Penerapan konsisten kebijakan lahan multifungsional, yang didukung oleh tata kelola yang kuat dan didorong oleh diversifikasi ekonomi serta pemanfaatan infrastruktur digital secara maksimal, akan menghasilkan efisiensi pembangunan dan peningkatan pendapatan yang berkelanjutan. Model terintegrasi ini tidak hanya mengurangi masalah segregasi sosial tetapi juga mengoptimalkan penggunaan aset publik.

Pernyataan Dampak Nyata: Jika diterapkan secara menyeluruh dan diawasi dengan ketat, temuan ini bisa mengurangi defisit biaya pembangunan dan operasional fasilitas publik hingga 25% dalam waktu lima tahun, melalui peningkatan kontribusi PAD dari sektor non-perumahan dan optimalisasi pemantauan berbasis teknologi yang menekan potensi pelanggaran regulasi.1

Jalan ke Depan dan Keterbatasan Studi

Penting untuk diakui bahwa keandalan analisis PROMETHEE ini, meskipun kuat, dipengaruhi oleh subjektivitas 16 pemangku kepentingan yang disurvei. Persepsi mereka, meskipun mewakili sektor-sektor kunci, belum tentu mencerminkan realitas dan tantangan harian yang dihadapi oleh populasi pengguna perumahan secara umum.
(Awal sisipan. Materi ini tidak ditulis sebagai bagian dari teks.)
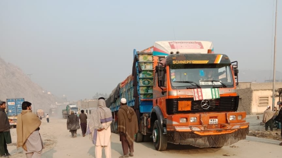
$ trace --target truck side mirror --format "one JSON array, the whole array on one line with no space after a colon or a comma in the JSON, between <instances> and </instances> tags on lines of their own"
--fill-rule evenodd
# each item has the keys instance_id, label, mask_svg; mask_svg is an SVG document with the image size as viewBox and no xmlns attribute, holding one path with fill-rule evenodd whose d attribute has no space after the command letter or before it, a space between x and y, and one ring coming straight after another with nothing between
<instances>
[{"instance_id":1,"label":"truck side mirror","mask_svg":"<svg viewBox=\"0 0 282 158\"><path fill-rule=\"evenodd\" d=\"M232 65L232 69L233 69L233 72L234 72L234 76L235 77L235 80L236 80L236 85L238 85L239 83L239 81L238 80L238 74L239 73L239 70L238 69L238 62L235 61L231 62L231 64L236 63Z\"/></svg>"},{"instance_id":2,"label":"truck side mirror","mask_svg":"<svg viewBox=\"0 0 282 158\"><path fill-rule=\"evenodd\" d=\"M158 85L159 87L163 87L164 85L163 68L162 65L156 66L156 72L158 76Z\"/></svg>"},{"instance_id":3,"label":"truck side mirror","mask_svg":"<svg viewBox=\"0 0 282 158\"><path fill-rule=\"evenodd\" d=\"M163 66L162 65L158 65L156 66L156 72L158 72L163 71Z\"/></svg>"}]
</instances>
Oleh karena itu, para peneliti menyarankan bahwa penelitian lanjutan harus mencakup spektrum data persepsi yang lebih luas, diambil dari sampel yang lebih representatif secara statistik dari pengguna perumahan.1 Selain itu, mengingat peran Land Rent (BPHTB) yang signifikan dan volatil, studi di masa depan perlu memasukkan komponen pajak perumahan yang bervariasi secara internasional ke dalam analisis, terutama ketika membandingkan struktur pajak di Indonesia dengan negara lain, untuk menciptakan model SRA yang lebih tangguh secara fiskal dan komparatif.

 

 

Sumber Artikel:

Yandri, P., Supratikta, H., Kartika, R. S., Rosidah, & Amsal. (2024). Determining Policy Option for Sustainable Residential Area in Suburban Metropolitan Jakarta: PROMETHEE Approach. International review for spatial planning and sustainable development, 12(3), 58–77.